110, 120 ... electronic devices 111, 115, 121, 125 ... magnet 112 ... output end 122 ... input end 113, 116 ... Hall sensor 114 ... power supply unit F11, F12, F21, F22, F31, F32, F41, F42 ... surface 127, 117 ... casing outer surface 118, 128 ... casing inner surface MF ... magnetic field VD ... specific voltage VH ... Hall voltage VR, VL ... voltage TP ... predetermined period t0, t1, t2, t3 ... time point

Claims (10)

An electronic device with a foolproof function,
A first magnet that generates a magnetic field;
An output end installed within the range of the magnetic field and paired with the input end of the second electronic device;
A Hall sensor that generates a Hall voltage based on the magnetic field, and a power supply unit connected to the output terminal to supply power to the output terminal based on a control signal output from the Hall sensor;
Including
When the output terminal is connected to the input terminal and the Hall voltage exceeds a specific voltage, the Hall sensor outputs the control signal, whereby the power supply unit is connected to the output terminal based on the control signal. An electronic device for supplying power and for allowing the second electronic device to receive power from the output end.   2. The device according to claim 1, wherein when the Hall voltage does not exceed the specific voltage, the Hall sensor stops outputting the control signal, whereby the power supply unit cannot supply power to the output terminal. Electronic devices.   When the output terminal is correctly connected to the input terminal, the second magnet of the second electronic device increases the Hall voltage to the specific voltage, whereby the Hall sensor outputs the control signal. The electronic device according to claim 1, wherein the power supply unit supplies power to the output terminal based on the control signal.   The electronic device according to claim 3, wherein the Hall sensor outputs the control signal when the Hall voltage exceeds the specific voltage for a predetermined period.   When the input end is abnormally connected to the output end, the first magnet is repelled by the third magnet of the second electronic device, and the third magnet decreases the Hall voltage; 3. The electronic device according to claim 2, wherein the hall sensor stops outputting the control signal. A foolproofing method suitable for a first electronic device and a second electronic device,
Generating a Hall voltage in a Hall sensor based on a magnetic field of a first magnet of the first electronic device;
Determining whether the Hall voltage exceeds a specific voltage when the output terminal of the first electronic device is connected to the input terminal of the second electronic device; and the output terminal is connected to the input terminal. And when the Hall voltage exceeds the specific voltage, power is supplied to the output terminal based on a control signal output from the Hall sensor, whereby the second electronic device is Steps to receive power from the output end,
Fool-proof method including   When the Hall voltage does not exceed the specific voltage, the power supply to the output terminal is stopped, and thereby the second electronic device does not receive power from the output terminal. The foolproof method according to claim 6.   When the input terminal is normally connected to the output terminal, the second magnet of the second electronic device increases the Hall voltage to the specific voltage, whereby the Hall sensor outputs the control signal.
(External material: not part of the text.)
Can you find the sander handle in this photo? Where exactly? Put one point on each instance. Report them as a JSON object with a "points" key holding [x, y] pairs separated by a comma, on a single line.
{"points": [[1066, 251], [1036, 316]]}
Therefore, the foolproof method according to claim 6, wherein the power supply unit of the first electronic device supplies power to the output terminal based on the control signal.   9. The foolproof method according to claim 8, wherein the hall sensor outputs the control signal when the hall voltage exceeds the specific voltage for a predetermined period. When the output terminal is abnormally connected to the input terminal, the first magnet is repelled by the third magnet of the second electronic device, and the third magnet decreases the Hall voltage; 8. The foolproof method according to claim 7, wherein the hall sensor stops outputting the control signal.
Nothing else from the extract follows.